El Plan Estatal de Vivienda 2026-2030 movilizará un total de 378 millones de euros en Castilla y León durante los próximos cinco años. El presupuesto se gestionará bajo un modelo donde el Gobierno de España aporta el 60% y la comunidad autónoma el 40% restante. La ministra de Vivienda y Agenda Urbana, Isabel Rodríguez, ha destacado que este plan busca evitar la especulación con fondos públicos.
El nuevo marco normativo establece un reparto claro de los recursos para maximizar su impacto social en provincias como Zamora y el resto de la autonomía. Según la hoja de ruta del Ministerio de Vivienda y Agenda Urbana, la inversión se dividirá en tres pilares:
En primer lugar, más construcción (40% de los fondos). El objetivo es impulsar la edificación y la adquisición de nuevas viviendas, fomentando la industrialización del sector.
En segundo lugar, más rehabilitación (30% de los fondos): Enfocado en mejorar la eficiencia y accesibilidad del parque actual, con ayudas específicas para cascos históricos y la movilización de vivienda vacía.
Por último, garantizar una mayor protección social (30% de los fondos): Ayudas directas para colectivos vulnerables, víctimas de violencia machista y para fomentar la emancipación de los jóvenes.

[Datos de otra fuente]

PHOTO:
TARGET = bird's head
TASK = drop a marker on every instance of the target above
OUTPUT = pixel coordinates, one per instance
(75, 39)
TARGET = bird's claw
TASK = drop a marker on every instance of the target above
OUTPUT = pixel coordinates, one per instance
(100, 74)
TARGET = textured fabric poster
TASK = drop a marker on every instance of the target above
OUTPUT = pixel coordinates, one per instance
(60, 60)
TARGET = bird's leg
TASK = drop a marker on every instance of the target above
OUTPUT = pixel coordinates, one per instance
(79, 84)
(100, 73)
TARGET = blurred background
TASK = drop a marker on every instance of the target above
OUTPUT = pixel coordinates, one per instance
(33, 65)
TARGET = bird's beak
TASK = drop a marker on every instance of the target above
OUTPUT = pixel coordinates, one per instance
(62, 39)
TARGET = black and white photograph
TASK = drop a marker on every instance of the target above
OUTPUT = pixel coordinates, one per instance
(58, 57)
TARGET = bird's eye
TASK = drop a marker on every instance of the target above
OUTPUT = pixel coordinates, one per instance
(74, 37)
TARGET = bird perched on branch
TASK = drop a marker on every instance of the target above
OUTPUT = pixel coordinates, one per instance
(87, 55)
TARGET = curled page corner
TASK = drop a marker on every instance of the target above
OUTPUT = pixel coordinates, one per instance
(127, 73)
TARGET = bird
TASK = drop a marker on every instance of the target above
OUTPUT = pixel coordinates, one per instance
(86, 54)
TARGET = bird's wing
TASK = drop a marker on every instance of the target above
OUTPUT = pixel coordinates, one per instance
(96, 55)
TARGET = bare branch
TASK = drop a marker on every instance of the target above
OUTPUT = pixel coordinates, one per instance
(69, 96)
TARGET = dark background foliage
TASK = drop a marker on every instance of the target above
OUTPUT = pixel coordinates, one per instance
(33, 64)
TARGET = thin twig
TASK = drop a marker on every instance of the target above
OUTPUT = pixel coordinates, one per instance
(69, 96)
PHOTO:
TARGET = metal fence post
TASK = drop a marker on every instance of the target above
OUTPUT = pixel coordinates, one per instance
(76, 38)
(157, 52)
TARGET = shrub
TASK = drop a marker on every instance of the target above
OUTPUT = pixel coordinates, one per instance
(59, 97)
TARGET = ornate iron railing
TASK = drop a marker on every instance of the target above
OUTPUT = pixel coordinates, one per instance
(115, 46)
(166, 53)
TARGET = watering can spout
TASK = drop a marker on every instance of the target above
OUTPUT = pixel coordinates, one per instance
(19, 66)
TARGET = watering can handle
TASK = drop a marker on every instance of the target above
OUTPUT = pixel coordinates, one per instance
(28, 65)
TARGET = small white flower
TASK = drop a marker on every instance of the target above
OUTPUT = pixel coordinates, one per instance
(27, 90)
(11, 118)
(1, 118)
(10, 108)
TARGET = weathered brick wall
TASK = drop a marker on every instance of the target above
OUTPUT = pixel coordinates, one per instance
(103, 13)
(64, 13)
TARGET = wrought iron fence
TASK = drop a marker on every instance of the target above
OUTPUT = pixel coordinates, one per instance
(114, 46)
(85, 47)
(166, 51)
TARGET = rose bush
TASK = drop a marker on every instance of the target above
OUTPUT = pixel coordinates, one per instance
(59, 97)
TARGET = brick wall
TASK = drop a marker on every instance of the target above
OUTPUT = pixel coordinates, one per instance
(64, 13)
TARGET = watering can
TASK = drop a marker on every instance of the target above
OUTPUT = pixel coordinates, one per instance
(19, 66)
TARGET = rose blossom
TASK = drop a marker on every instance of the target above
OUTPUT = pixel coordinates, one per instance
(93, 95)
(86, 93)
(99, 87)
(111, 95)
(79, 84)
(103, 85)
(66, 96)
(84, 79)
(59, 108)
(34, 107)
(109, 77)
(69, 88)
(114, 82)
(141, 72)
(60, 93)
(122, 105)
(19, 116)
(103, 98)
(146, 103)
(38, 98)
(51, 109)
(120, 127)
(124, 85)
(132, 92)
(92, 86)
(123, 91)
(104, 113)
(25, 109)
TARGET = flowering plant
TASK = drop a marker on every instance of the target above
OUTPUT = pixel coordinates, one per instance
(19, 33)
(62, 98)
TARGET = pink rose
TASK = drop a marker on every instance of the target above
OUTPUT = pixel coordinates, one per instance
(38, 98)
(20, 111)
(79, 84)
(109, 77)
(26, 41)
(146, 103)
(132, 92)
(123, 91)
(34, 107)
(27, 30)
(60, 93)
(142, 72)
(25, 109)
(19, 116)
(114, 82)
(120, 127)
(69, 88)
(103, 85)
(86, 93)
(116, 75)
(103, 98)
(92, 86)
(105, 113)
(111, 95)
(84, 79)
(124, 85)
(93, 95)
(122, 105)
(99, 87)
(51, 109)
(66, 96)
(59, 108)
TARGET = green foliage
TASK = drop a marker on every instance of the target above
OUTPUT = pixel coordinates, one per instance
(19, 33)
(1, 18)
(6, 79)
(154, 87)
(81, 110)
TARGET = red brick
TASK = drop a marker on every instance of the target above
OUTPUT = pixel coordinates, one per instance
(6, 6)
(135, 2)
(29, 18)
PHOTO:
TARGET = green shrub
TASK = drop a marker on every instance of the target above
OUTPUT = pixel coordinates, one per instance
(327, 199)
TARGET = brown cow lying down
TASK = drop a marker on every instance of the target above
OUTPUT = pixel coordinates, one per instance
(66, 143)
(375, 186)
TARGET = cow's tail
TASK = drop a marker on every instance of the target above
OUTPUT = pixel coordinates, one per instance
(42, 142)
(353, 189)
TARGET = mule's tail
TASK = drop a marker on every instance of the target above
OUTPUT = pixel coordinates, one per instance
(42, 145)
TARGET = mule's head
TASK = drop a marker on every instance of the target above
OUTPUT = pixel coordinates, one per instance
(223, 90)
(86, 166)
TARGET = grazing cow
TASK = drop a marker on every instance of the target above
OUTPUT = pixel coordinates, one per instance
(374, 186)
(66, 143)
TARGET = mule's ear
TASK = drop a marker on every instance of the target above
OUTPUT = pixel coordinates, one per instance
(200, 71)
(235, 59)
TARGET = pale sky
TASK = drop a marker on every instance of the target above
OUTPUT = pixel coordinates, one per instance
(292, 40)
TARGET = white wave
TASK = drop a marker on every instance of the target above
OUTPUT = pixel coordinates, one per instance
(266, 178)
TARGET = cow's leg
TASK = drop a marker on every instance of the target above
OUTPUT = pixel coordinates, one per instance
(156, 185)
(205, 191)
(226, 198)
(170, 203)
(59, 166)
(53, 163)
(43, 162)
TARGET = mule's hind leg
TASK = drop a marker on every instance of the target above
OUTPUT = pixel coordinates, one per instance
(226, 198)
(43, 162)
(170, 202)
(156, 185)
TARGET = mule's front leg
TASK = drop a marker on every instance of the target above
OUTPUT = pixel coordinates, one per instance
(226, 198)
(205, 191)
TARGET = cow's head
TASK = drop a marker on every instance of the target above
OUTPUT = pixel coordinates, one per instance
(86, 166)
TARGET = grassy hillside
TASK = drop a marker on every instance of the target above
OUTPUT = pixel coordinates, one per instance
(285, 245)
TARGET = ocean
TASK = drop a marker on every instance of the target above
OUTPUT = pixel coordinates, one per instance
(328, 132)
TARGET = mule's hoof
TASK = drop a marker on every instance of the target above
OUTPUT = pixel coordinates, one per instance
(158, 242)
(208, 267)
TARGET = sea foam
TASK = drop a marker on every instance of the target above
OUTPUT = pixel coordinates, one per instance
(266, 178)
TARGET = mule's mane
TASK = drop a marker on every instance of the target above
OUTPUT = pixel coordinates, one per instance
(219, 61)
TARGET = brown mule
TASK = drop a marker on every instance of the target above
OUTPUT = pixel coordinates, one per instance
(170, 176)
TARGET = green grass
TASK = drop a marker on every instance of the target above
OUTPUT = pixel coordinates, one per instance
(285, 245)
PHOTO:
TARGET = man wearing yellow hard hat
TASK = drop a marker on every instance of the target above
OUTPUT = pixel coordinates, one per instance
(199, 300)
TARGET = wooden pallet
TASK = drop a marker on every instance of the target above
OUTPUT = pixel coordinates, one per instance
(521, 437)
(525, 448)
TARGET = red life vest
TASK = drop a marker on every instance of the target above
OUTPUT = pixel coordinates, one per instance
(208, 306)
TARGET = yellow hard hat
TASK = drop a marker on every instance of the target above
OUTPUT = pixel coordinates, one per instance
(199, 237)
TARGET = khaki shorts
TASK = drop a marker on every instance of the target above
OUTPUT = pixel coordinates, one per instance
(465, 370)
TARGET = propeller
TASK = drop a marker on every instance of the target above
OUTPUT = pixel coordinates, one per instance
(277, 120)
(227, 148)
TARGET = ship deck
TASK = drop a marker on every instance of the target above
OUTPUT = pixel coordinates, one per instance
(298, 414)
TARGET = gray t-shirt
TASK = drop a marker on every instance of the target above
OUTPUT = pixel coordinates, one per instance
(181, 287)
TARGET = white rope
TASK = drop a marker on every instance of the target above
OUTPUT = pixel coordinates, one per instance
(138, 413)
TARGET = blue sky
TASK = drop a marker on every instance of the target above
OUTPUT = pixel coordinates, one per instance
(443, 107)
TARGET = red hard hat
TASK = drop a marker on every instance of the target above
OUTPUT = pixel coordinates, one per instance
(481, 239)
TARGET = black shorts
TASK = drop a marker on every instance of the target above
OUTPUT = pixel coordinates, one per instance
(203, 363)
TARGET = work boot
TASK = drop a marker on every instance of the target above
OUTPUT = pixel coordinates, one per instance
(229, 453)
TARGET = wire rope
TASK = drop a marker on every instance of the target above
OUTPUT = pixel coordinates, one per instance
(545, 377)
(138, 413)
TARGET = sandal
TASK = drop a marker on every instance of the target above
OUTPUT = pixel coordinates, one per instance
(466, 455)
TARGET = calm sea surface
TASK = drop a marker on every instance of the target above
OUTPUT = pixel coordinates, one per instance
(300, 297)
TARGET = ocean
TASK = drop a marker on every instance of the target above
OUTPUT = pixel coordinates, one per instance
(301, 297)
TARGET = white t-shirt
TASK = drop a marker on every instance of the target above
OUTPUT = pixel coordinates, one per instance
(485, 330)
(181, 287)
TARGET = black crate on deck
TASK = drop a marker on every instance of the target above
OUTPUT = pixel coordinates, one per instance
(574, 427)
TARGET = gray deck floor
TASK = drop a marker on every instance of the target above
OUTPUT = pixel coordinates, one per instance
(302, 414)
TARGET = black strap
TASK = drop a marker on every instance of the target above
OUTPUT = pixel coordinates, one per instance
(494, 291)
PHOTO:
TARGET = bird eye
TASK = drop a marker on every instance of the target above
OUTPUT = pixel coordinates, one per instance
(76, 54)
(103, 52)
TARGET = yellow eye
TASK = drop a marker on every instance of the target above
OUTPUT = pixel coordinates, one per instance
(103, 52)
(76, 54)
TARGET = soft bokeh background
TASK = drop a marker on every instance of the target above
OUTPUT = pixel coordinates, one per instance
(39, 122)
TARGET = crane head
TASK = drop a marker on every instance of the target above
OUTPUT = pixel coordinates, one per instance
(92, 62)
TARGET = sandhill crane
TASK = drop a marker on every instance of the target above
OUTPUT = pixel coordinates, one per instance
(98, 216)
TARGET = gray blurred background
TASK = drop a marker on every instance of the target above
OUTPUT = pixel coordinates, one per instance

El fin de la especulación con dinero público
Una de las grandes novedades de este plan es el blindaje permanente de la protección pública. Esto significa que las viviendas construidas con estos fondos no podrán perder su calificación de «protegidas», garantizando su asequibilidad a largo plazo.
Además, se implementará una cláusula antifraude para asegurar la transparencia en las adjudicaciones y un sistema de datos públicos para que los ciudadanos tengan acceso a información veraz.
Desde el ejecutivo central aseguran que el documento final es fruto de un intenso diálogo con las comunidades autónomas y los agentes sociales. Y revelan que este proyecto incluye más de 365 aportaciones. Entre sus metas principales destacan el aumento del parque de vivienda pública y asequible o el adelanto de la edad de emancipación juvenil. Asimismo, busca reducir el esfuerzo económico de las familias para pagar su hogar, así como atender las necesidades específicas del mundo rural y revertir las zonas tensionadas.